Dillon Gagnon, Austin Gagnon and William Relue (from left) inflate a weather balloon Thursday, May 11, at Crestview Middle School as Crestview science teacher Cheryl Simms watches in the background. Austin Gagnon, a recent graduate of Indiana University-Purdue University Fort Wayne, spearheaded a NASA-funded project at Crestview which culminated with the students launching rockets they had made as well as the weather balloon. Photo by Cindy Klepper.

Crestview Middle School students gathered on the school’s soccer field Thursday, May 11, for a long-anticipated launch of rockets they had constructed.

They’d had to wait through two weeks of rain cancellations, but when the launch actually came to pass, the rockets soared into the sky.

The program that led up to the launch, though, had an even longer incubation period.
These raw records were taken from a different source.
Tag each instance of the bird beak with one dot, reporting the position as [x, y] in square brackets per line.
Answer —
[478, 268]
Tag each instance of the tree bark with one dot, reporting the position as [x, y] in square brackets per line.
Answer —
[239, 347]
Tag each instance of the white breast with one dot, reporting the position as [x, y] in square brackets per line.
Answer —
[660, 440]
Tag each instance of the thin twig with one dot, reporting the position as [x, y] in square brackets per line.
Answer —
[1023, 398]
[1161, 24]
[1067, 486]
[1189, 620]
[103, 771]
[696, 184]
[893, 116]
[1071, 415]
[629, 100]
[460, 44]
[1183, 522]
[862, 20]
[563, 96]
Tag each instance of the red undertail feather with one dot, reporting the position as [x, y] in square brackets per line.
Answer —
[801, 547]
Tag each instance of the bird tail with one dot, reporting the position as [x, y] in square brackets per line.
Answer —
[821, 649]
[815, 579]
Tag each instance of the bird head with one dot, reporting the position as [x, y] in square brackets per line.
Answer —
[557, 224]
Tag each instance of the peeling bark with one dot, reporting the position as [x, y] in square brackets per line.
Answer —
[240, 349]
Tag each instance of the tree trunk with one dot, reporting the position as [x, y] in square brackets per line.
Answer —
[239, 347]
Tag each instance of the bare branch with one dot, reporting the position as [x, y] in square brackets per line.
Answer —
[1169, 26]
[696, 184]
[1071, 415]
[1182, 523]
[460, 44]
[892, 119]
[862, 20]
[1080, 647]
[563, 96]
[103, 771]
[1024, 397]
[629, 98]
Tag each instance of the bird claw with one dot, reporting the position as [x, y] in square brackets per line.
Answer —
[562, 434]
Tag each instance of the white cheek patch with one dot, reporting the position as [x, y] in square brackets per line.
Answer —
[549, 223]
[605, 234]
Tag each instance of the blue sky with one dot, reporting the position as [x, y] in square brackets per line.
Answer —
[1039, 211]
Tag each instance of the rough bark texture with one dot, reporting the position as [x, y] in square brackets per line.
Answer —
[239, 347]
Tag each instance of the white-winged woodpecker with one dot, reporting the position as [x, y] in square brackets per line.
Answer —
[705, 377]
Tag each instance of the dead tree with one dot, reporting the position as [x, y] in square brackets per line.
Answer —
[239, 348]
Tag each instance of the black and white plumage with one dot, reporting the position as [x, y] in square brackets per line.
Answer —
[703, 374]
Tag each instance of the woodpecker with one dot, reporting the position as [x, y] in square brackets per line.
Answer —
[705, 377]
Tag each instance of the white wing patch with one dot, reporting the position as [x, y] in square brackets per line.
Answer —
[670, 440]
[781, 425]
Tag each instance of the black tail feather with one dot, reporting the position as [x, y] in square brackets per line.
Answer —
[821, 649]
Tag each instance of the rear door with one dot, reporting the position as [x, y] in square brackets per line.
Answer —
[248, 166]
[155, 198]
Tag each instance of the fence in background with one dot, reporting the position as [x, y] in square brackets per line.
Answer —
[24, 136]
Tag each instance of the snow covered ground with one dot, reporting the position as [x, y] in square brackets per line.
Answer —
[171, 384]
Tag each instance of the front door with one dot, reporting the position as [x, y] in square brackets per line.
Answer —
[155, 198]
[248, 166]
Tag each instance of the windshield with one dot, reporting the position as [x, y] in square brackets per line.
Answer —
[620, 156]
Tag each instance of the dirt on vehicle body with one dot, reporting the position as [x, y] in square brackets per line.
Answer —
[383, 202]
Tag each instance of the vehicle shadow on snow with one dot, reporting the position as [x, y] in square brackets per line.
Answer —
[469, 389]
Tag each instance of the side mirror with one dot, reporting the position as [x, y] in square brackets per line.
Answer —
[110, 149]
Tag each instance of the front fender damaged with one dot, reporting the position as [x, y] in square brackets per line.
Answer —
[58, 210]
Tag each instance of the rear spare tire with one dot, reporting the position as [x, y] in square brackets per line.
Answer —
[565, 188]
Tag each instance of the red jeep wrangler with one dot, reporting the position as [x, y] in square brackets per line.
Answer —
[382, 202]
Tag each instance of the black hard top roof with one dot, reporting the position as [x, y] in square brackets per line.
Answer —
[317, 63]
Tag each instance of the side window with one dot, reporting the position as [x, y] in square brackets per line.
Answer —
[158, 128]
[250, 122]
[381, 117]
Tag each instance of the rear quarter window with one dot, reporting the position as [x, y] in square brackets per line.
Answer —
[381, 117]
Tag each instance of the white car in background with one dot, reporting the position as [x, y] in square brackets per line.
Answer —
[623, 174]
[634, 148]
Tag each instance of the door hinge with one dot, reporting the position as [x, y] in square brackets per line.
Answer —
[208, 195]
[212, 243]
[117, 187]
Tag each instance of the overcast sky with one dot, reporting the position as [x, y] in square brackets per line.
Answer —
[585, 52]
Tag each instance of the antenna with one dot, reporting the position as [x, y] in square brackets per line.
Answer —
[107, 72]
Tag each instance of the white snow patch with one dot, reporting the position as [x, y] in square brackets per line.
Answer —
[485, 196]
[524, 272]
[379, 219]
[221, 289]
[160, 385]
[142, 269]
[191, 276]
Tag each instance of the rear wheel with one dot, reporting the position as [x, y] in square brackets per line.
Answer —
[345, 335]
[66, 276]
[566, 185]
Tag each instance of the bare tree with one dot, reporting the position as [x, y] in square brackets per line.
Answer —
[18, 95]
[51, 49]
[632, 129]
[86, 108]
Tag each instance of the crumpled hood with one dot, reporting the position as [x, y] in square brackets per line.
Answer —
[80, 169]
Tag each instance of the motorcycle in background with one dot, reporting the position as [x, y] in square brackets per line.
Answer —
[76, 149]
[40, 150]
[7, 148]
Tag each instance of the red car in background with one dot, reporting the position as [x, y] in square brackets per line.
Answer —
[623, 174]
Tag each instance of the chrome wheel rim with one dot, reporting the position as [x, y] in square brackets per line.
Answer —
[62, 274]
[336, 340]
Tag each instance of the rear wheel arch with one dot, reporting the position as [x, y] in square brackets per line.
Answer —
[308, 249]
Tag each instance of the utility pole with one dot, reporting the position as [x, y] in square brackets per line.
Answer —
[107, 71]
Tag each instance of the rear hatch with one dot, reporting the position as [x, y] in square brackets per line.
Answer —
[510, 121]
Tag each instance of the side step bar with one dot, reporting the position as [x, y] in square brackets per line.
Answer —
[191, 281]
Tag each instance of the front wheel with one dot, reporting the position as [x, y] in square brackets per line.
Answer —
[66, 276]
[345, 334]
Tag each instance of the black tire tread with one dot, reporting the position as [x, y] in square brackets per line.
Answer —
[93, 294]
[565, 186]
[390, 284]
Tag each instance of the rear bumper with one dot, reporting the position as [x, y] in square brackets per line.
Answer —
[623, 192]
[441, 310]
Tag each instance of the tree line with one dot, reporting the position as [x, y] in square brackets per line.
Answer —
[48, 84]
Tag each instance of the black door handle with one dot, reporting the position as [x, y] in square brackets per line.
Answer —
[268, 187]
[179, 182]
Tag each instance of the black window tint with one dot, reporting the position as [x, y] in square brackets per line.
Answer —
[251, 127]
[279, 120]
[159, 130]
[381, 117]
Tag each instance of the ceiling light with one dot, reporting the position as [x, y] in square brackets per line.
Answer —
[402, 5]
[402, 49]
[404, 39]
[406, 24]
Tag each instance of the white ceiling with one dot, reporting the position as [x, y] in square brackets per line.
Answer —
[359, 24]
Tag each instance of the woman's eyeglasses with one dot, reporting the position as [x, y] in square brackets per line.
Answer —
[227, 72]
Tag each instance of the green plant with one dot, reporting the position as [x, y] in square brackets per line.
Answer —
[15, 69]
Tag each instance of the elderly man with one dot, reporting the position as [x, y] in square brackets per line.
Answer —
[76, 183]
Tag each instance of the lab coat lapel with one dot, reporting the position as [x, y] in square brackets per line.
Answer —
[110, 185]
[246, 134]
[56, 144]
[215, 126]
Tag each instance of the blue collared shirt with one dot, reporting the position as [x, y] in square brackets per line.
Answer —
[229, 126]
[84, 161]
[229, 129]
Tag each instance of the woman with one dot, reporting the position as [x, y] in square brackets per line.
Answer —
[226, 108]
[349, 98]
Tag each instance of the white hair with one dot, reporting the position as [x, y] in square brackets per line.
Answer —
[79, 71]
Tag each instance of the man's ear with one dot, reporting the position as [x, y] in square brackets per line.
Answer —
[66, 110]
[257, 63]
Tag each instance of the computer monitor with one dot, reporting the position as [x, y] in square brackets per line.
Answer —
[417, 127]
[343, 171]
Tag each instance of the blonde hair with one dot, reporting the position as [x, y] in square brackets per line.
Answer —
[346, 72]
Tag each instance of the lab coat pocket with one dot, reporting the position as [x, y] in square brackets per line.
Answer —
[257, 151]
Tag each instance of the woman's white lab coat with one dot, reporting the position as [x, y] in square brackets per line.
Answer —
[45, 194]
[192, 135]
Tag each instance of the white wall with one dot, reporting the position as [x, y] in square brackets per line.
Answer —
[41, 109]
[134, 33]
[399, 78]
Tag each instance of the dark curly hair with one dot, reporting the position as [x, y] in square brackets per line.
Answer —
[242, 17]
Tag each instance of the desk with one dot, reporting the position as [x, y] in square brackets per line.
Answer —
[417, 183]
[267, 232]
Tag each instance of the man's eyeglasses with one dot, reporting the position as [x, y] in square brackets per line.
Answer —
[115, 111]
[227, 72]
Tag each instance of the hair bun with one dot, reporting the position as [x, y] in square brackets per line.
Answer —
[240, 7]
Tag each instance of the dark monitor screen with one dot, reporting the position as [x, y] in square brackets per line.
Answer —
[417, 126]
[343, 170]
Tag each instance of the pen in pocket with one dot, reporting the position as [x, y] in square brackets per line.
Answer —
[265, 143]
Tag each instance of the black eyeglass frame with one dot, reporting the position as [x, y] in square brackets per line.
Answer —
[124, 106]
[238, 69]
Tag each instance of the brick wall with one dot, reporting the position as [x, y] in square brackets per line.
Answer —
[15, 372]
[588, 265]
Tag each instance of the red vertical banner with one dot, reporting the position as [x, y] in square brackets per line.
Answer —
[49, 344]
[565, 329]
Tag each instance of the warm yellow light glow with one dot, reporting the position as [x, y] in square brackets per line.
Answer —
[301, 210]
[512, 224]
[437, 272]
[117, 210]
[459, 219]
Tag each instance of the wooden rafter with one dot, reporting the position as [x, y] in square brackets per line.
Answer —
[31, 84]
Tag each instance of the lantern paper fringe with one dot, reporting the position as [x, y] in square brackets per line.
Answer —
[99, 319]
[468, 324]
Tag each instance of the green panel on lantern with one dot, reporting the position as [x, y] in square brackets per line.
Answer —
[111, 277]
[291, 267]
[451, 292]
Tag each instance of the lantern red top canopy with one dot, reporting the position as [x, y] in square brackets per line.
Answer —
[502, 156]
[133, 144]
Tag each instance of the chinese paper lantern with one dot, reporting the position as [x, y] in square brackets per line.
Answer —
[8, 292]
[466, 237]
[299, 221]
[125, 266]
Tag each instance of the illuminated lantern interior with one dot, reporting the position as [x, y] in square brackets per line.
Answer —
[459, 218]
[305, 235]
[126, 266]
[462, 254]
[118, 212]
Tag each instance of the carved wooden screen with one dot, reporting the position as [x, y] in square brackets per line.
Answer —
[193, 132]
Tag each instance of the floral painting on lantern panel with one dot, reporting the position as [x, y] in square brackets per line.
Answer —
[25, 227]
It started four years ago when Austin Gagnon, then an incoming freshman at Indiana University-Purdue University Fort Wayne, won one of the four Chapman Scholarships the school awards each year. The scholarship paid for the Coldwater, MI, student’s tuition, fees, room and board and textbooks for four years, but there was a catch — he had to come up with a senior project that would benefit the community.

“I had to tie my major with community service,” Gagnon explains.

So Gagnon, an electrical engineering major, started working two years ago toward that project.

He rounded up five other IPFW students to help, and one happened to be Quentin Lintz, a former Crestview Middle School student. Lintz called Crestview to see if a teacher there would be interested in getting involved and science teacher Cheryl Simms jumped at the opportunity.

She sponsored a club of about 15 students, initially known as the Junior Space Agency and, after receiving a $30,000 grant from NASA, as the NASA Rocket Club. The club started meeting right after Christmas, and the crew from IPFW met with the club on a regular basis.

“We’re teaching kids about rockets,” explains IPFW student William Relue — how to build rockets, touching on physics, engineering and more and acquainting the students with careers in math, science and engineering.

Gagnon, who graduated from IPFW in December and now works as an electrical engineer at Undersea Sensor Systems in Columbia City, coordinated the May 11 launch, with the help of Relue and Dillon Gagnon.

Members of the Crestview club secured their rockets to a launch stand, counted down and watched as the rockets launched into the sky — then fluttered down with the help of parachutes.

The club also launched a weather balloon that recorded video of its flight while recording weather data.

The balloon was equipped with tracking devices, and Gagnon and his crew planned to retrieve the balloon — he estimated it would float two to three hours away from the launch site — when it came down, then pass the video and weather data on to the Crestview students.